The application is responsible for maintaining the proper order of operations if the CL and GL contexts are in separate threads.
If a GL context is bound to a thread other than the one in which clEnqueueReleaseGLObjects is called, changes to any of the objects in mem_objects may not be visible to that context without additional steps being taken by the application. For an OpenGL 3.1 (or later) context, the requirements are described in Appendix D ("Shared Objects and Multiple Contexts") of the OpenGL 3.1 Specification. For prior versions of OpenGL, the requirements are implementation-dependent.
Attempting to access the data store of an OpenGL object after it has been acquired by OpenCL and before it has been released will result in undefined behavior. Similarly, attempting to access a shared CL/GL object from OpenCL before it has been acquired by the OpenCL command queue, or after it has been released, will result in undefined behavior.
If the cl_khr_gl_event(3clc) extension is supported, then the OpenCL implementation will ensure that any such pending OpenGL operations are complete for an OpenGL context bound to the same thread as the OpenCL context. This is referred to as implicit synchronization.
clEnqueueReleaseGLObjects returns CL_SUCCESS if the function is executed successfully. If num_objects is 0 and mem_objects is NULL the function does nothing and returns CL_SUCCESS. Otherwise, it returns one of the following errors:
- • CL_INVALID_VALUE if num_objects is zero and mem_objects is not a NULL value or if num_objects > 0 and mem_objects is NULL.
- • CL_INVALID_MEM_OBJECT if memory objects in mem_objects are not valid OpenCL memory objects.
- • CL_INVALID_COMMAND_QUEUE if command_queue is not a valid command-queue.
- • CL_INVALID_CONTEXT if context associated with command_queue was not created from an OpenGL context.
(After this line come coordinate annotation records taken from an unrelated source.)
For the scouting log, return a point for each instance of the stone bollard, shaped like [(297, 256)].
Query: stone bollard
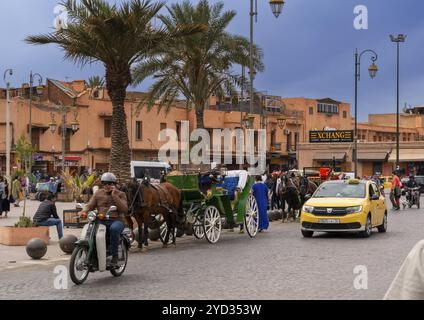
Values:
[(36, 248)]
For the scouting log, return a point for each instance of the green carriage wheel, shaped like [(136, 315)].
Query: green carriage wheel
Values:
[(212, 224), (198, 230), (251, 217)]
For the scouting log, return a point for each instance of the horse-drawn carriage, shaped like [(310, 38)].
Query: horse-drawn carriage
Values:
[(227, 204)]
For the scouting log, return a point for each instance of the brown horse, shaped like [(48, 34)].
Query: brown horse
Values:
[(147, 200)]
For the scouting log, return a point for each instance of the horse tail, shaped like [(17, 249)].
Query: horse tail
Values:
[(180, 211)]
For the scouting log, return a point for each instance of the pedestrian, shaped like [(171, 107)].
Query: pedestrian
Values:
[(46, 215), (17, 191), (395, 193), (275, 200), (4, 198), (260, 192)]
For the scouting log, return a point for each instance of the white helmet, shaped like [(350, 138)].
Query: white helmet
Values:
[(108, 177)]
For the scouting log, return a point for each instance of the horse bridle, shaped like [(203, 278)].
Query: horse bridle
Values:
[(138, 193)]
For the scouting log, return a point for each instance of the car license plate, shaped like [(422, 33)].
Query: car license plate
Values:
[(330, 221)]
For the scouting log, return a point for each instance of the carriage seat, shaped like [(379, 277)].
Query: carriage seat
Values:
[(230, 185)]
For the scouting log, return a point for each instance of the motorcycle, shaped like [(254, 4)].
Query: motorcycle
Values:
[(412, 197), (91, 253)]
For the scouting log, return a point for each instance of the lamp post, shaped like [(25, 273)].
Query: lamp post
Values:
[(400, 38), (372, 72), (63, 110), (10, 73), (39, 92), (276, 7)]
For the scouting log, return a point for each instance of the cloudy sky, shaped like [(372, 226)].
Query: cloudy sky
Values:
[(309, 50)]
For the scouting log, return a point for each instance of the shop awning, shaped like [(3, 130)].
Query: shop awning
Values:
[(70, 158), (328, 156), (373, 156), (407, 155)]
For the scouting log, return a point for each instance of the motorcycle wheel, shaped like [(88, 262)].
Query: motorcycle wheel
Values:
[(123, 257), (77, 270)]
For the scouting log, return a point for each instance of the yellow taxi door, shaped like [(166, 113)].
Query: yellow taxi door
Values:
[(378, 220)]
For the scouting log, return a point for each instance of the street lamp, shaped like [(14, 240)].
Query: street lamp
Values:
[(39, 90), (372, 70), (10, 73), (400, 38), (276, 7)]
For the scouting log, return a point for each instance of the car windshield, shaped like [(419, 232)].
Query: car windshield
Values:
[(341, 190)]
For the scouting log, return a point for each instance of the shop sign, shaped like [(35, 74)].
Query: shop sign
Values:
[(331, 136)]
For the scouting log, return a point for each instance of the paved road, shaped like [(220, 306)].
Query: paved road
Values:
[(278, 264)]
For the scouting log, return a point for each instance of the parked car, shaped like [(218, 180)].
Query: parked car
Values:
[(345, 206)]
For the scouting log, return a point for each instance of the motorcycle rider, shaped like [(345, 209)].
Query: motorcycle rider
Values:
[(410, 185), (102, 200)]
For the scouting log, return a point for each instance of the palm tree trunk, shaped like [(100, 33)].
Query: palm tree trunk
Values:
[(199, 116), (120, 155)]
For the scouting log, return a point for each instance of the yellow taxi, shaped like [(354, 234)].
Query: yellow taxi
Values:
[(345, 206)]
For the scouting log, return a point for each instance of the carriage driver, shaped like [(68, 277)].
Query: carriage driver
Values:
[(102, 200)]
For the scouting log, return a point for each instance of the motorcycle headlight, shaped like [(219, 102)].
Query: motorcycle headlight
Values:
[(308, 209), (92, 216), (356, 209)]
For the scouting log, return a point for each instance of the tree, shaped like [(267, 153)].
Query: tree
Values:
[(197, 66), (24, 151), (95, 82), (117, 36)]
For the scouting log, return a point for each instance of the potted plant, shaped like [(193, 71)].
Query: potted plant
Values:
[(24, 230)]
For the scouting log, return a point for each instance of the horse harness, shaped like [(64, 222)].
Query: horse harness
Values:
[(163, 201)]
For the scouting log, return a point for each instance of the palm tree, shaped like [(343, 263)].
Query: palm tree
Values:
[(197, 66), (117, 36), (95, 82)]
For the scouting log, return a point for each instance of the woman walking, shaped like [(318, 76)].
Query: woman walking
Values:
[(4, 197)]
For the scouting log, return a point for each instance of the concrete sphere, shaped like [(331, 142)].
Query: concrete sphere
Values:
[(67, 243), (36, 248)]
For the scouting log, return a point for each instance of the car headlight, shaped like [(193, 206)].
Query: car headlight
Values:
[(356, 209), (308, 209), (92, 216)]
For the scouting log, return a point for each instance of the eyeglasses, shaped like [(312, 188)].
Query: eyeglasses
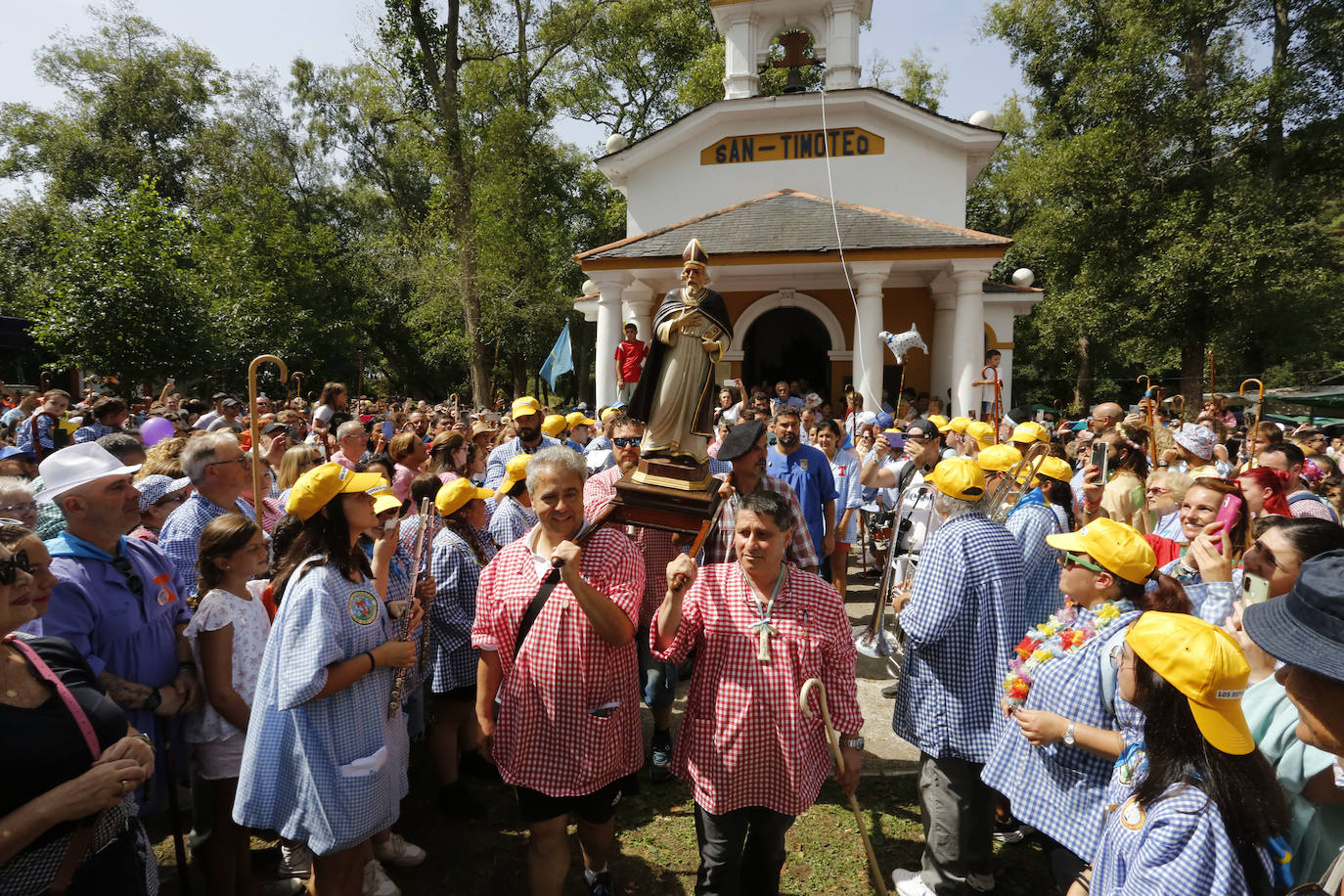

- • CL_INVALID_GL_OBJECT if memory objects in mem_objects have not been created from a GL object(s).
- • CL_INVALID_EVENT_WAIT_LIST if event_wait_list is NULL and num_events_in_wait_list > 0, or event_wait_list is not NULL and num_events_in_wait_list is 0, or if event objects in event_wait_list are not valid events.
- • CL_OUT_OF_RESOURCES if there is a failure to allocate resources required by the OpenCL implementation on the device.
- • CL_OUT_OF_HOST_MEMORY if there is a failure to allocate resources required by the OpenCL implementation on the host.